Nothing in the industry is designed to work with wafer scale products, so everything has to be custom made. Yes this is a chicken-egg problem, but it's going to be expensive to get any sort of momentum. The silicon industry is extremely conservative.

It's sexy and enticing. If someone can make it work that's awesome. I will remain skeptical though.

cubefox · on July 12, 2023

> Cerebras achieves 100% yield by designing a system in which any manufacturing defect can be bypassed – initially Cerebras had 1.5% extra cores to allow for defects, but we’ve since been told this was way too much as TSMC's process is so mature.

senttoschool · on July 12, 2023

I'm well aware of chip defect rates and how they affect chips.

>It's sexy and enticing. If someone can make it work that's awesome. I will remain skeptical though.

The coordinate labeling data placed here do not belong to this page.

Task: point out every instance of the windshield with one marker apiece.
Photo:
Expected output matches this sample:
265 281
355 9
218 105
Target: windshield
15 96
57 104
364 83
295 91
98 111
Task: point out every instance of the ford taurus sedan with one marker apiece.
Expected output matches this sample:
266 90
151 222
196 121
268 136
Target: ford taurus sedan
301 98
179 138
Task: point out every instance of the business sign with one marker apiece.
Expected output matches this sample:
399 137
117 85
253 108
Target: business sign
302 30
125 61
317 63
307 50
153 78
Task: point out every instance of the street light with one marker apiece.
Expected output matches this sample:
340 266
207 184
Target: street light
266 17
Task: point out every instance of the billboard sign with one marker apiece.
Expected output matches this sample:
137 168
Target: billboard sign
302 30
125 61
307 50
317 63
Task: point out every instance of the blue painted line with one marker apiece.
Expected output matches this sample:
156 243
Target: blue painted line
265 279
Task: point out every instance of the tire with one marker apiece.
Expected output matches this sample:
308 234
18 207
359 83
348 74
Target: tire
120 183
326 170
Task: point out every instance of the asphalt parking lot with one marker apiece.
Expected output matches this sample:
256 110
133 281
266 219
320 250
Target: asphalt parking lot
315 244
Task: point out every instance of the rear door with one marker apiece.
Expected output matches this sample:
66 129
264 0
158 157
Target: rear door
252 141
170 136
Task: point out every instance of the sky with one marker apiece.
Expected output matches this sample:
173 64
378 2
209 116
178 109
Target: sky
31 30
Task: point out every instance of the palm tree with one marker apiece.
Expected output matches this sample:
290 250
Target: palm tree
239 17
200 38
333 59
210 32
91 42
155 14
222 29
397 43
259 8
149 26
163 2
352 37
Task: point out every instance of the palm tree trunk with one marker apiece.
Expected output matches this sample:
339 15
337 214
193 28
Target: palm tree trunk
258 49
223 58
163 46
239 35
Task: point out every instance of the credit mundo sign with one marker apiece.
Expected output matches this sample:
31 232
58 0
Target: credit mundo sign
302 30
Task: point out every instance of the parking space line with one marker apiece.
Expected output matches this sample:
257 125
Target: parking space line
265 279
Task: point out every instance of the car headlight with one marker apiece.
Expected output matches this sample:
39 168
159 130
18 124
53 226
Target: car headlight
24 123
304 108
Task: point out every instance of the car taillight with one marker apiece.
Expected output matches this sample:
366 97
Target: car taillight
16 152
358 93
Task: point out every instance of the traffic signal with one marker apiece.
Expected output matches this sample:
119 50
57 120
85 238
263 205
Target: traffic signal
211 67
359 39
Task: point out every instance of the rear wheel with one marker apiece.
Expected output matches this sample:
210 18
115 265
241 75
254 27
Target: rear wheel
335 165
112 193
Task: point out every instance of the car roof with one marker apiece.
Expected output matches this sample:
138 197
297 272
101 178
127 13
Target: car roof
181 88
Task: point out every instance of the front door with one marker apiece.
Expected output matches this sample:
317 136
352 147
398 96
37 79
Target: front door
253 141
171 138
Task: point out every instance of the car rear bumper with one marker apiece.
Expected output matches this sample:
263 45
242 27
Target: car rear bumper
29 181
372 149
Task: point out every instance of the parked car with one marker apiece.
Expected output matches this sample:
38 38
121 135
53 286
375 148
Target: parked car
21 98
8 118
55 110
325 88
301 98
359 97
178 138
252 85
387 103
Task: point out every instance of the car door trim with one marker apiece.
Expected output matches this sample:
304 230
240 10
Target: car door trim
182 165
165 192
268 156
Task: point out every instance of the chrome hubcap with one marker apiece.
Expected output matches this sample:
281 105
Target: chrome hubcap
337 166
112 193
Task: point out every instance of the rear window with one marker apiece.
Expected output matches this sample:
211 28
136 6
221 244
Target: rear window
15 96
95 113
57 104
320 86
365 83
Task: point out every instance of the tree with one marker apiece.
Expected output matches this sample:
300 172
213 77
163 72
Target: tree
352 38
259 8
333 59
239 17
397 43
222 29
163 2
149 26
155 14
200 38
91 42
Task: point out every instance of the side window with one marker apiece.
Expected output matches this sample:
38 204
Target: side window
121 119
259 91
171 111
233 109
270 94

But Cerebras has made it work since 2019 as @cubefox pointed out. They're on the second generation already and they have been shipping to customers for years.

Here's a good overview of how they did it: https://www.anandtech.com/show/14758/hot-chips-31-live-blogs...

kraken12 · on July 12, 2023

They are using many chips and taking advantage of the way data flows in LLMs to make it work; so it would be cost-effective unlike Cerebras

foobiekr · on July 12, 2023

I mean... Cerebras has _plenty_ on on-wafer SRAM and is basically equivalent to a maximum scale hypothetical chiplet.